Practitioner and child relationship

Growing together in relationships | cypenv.info

practitioner and child relationship

Loving relationships with parents and carers are critical in early child development. These relationships shape the way children see the world. Read more. This material is also available in a PDF format: Growing together in relationships [ MB]. Early childhood is when children begin developing their social and. and the child. Getting Ready for. Assessment. Building positive relationships. Write a lea et for a new practitioner about how to build positive relationships with .

  • Growing together in relationships
  • Positive Relationships
  • Why relationships are so important for children and young people

This helps children to understand the feelings of others and how to think things through before acting. What parents and carers can do Taking time Take time to really get to know your child through playing with them, observing their patterns and preferences and sharing everyday conversations with them. Being there Encouraging and supporting your child to try out new things for themselves and knowing when to encourage and not step in too soon will help to build their confidence and independence.

Having conversations with your child to help build relationship skills, such as negotiation and compromise e. Parents and carers do lots of these things everyday which helps their children to learn important life skills and also strengthens their emotional bonds with their children. Alexia, one of the childcare staff, met Suzie and Vesna in the morning and suggested that they choose a family photo to bring in so that Suzie could have a reminder of Mum and Dad when she missed them during the day.

At home, Suzie picked a photo from the family album and put it in her backpack, Vesna also picked a photo and put it in her bag.

These relationships can have a positive impact on both our physical and mental health.

SAGE Books - The Child–Parent–Practitioner Triangle

For instance, they can help reduce stress and bring down blood pressure. Perhaps the strangest, is that dogs have been shown to help children who have difficulties with their reading. This encourages the child to want to be with the dog and read to it. Difficulties forming relationships We know that there are some children who may have particular problems forming relationships.
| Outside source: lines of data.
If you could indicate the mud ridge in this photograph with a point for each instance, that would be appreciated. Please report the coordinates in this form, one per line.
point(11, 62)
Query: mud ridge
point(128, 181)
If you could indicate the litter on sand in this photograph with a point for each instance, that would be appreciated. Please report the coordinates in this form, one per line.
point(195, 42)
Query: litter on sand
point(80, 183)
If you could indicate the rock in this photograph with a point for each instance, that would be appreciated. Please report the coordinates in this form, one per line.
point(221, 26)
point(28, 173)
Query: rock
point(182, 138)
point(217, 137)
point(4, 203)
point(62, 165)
practitioner and child relationship

This may include children with a learning disability, autism spectrum disorders and so on. So Circles of Friends is a useful tool to help create this support network around the person.
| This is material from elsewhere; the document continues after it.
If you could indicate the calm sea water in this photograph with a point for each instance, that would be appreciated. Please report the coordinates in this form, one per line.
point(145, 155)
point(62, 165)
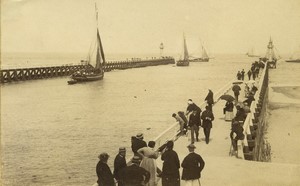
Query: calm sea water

practitioner and child relationship

For instance poor relationships both within families and peers are a common trigger for self-harming behaviours. Relationships within families can become difficult when the child or adult for that matter is ill.
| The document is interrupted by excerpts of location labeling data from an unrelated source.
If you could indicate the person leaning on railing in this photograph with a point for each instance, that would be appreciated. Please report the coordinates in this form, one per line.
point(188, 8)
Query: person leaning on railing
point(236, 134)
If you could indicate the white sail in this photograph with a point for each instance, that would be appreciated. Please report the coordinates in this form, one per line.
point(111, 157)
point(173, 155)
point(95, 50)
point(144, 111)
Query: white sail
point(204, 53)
A stressful thing for any family is when their child is seriously ill, and this is possibly even worse when a child has mental health problems. Your child being seriously ill is bad enough, but the sad reality for many children and young people with serious mental health problems is that when they need to be admitted to hospital, they often have to travel milessometimes across the other side of the country, to find a bed.

Being in hospital as a child is awful, but if you are miles away from your family, which many are, it can be horrendous. During these visits, when I ask practitioners about their role as a key person they often talk about the practical aspects, writing observations, updating learning journals and being the first point of call for parents.

They hardly ever discuss the personal relationships that they have and how they influence children.

Practitioner and Child; Positive or Personal Relationships?

On the other hand, I have witnessed some outstanding examples of practitioners having personal relationships with children and not being aware of the secure relationships that they are building with them.

I think this is wrong and as with most terms that we use in our sector, it is all down to interpretation. Clarification is needed before misinterpretation comes into effect. We only have to look at the EYFS for misinterpretations…. Do we need to cuddle children in order to have a personal relationship with them? Yes, if it is done in a way that is not overbearing or disrespectful to the child.